Fix Policy Checker Bug

426 merged

Fix for the policyChecker that will never work as the pathname will never contain query parameters.

4.2.0

Support for Same Site.

  • Passport now offers support for the cookie attribute SameSite for the Oidc Strategy. Without this cookie attribute set, coookies will not be forwarded back to the server to verify the state and nonce of an id token in Chrome 80+. To read more about the Same Site changes chrome is making, please see https://www.chromium.org/updates/same-site.
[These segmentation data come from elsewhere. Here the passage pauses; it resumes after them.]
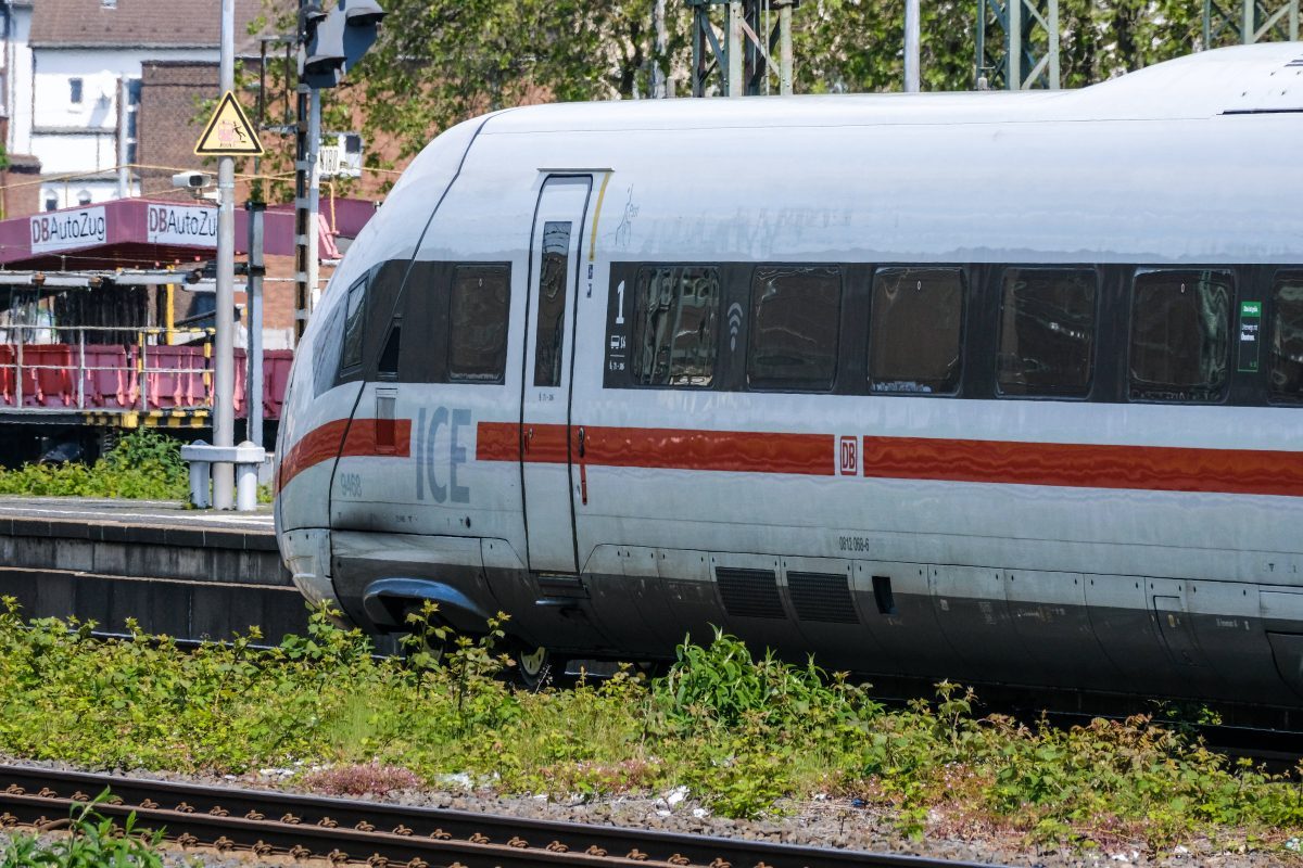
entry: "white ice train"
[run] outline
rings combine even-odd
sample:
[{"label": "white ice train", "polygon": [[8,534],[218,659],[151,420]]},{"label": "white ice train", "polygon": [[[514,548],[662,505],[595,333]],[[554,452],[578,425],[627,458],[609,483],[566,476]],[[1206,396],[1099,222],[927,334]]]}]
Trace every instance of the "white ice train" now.
[{"label": "white ice train", "polygon": [[[1303,705],[1303,44],[438,137],[298,350],[304,593]],[[525,656],[537,670],[542,655]]]}]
To get the benefit of this, you will need to explicitly opt into the cookieSameSite option. This is opt in because it requires that you validate your webserver accepts the cookie option we set. For instance Express 3 will not accept the Same Site cookie attribute and will require that you upgrade to Express 4.

4.0.0

Breaking change

  • Passport-azure-ad will only support node.js version 6 and above from this release.

Fixed security vulnerability

  • #383 Update base64url to fix vulnerability

3.0.12

Breaking change

  • Added option 'loggingNoPII' to OIDCStrategy and BearerStrategy per Microsoft policy.

If this is set to true, then Passport-azure-ad won't log anything related to personal identification information, such as id_token, claims, etc. The default value is true. If you want the full log as before, you have to explicitly set 'loggingNoPII' to false in the constructor of OIDCStrategy and BearerStrategy.

3.0.11

OIDCStrategy

Bug fixes

  • #365 Metadata caching in Bearer Strategy breaks and cannot be recovered if request fails

BearerStrategy

Bug fixes

  • #365 Metadata caching in Bearer Strategy breaks and cannot be recovered if request fails

3.0.10

BearerStrategy

New features

  • #354 Support passing tenant name or id in BearerStrategy

3.0.9

OIDCStrategy

Bug fixes

  • #338 Allow query parameters in the identityMetadata config key

  • #346 Fix: Cannot set cookie on the response

BearerStrategy

Bug fixes

  • #333 jwt should not check sub for access token

  • #338 Allow query parameters in the identityMetadata config key

3.0.8

OIDCStrategy

Bug fixes

  • #328 OIDC session key fails to serialize for certain session middleware options

  • Support advanced policy name with prefix b2c_1a_

3.0.7

OIDCStrategy

Bug fixes

  • #301 Error: a key with kid %s cannot be found

  • #309 "State" gets encoded and causes invalid state error

  • #317 Undefined "token_type"

BearerStrategy

New features

  • #296 scope validation for BearerStrategy

Bug fixes

  • #301 Error: a key with kid %s cannot be found

3.0.6

OIDCStrategy

New features

  • #285 express-session free support

    We used to save state etc in express session, so you cannot be session free even if { session : fase } option is used in passport.authenticate. Now we provide an option to save state etc in cookie via encryption and decryption, so OIDCStrategy no longer relies on express session.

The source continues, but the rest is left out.